US FDA approves Biogen's ALS drug
April 25 (Reuters) - The U.S. Food and Drug Administration said on Tuesday it had approved Biogen Inc's (BIIB.O) drug for treating a form of amyotrophic lateral sclerosis (ALS), making it the first available treatment targeting a genetic cause of the disease.
The drug, branded as Qalsody, got a green light under the agency's accelerated approval pathway.
Biogen will be required to provide more data on the drug's effectiveness for it to remain on the market and for the FDA to grant traditional approval.
Qalsody's approval is based on data that showed it reduced levels of neurofilament protein, an indicator of nerve cell degeneration believed to be tied with progression of the symptoms of the disease.
The effect of the drug is "large enough that you can see that (the) disease is fundamentally different than it would have been if patients weren't on the drug", said Colin Quinn, a neurologist at Penn Medicine ahead of the approval.

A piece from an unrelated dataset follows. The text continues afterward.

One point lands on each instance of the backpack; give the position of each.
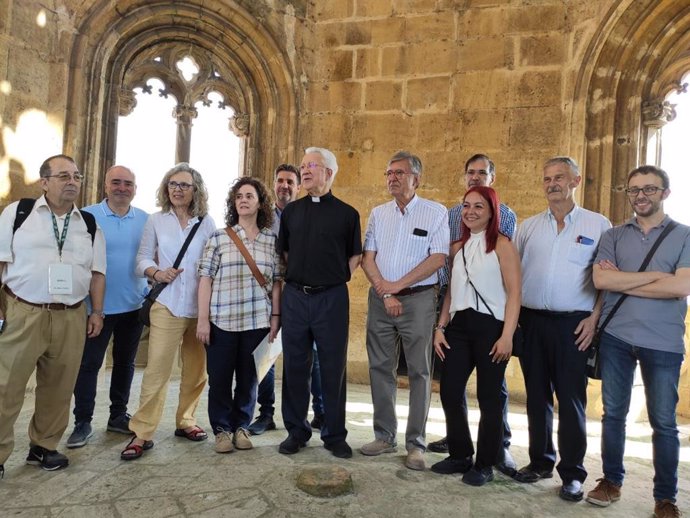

Qalsody can be used to treat ALS patients with mutations in a specific gene that leads to accumulation of toxic levels of the superoxide dismutase 1 (SOD1) protein, and is designed to suppress its production.
A panel of FDA experts in March voted in favor of an accelerated approval, but the same panel voted that data from trials of the drug did not support full approval.
To confirm the drug's clinical benefit, Biogen is testing it in another late-stage study in patients who do not yet have symptoms.
Biogen said Qalsody will be priced within a range comparable to other recently launched ALS treatments. The company estimates out-of-pocket expense will be less than $50 per month for a majority of the patients, depending on their insurance plan.
Around 16,000 to 32,000 people have ALS in the U.S., of which 2% cases are associated with SOD1 gene mutations, according to government data.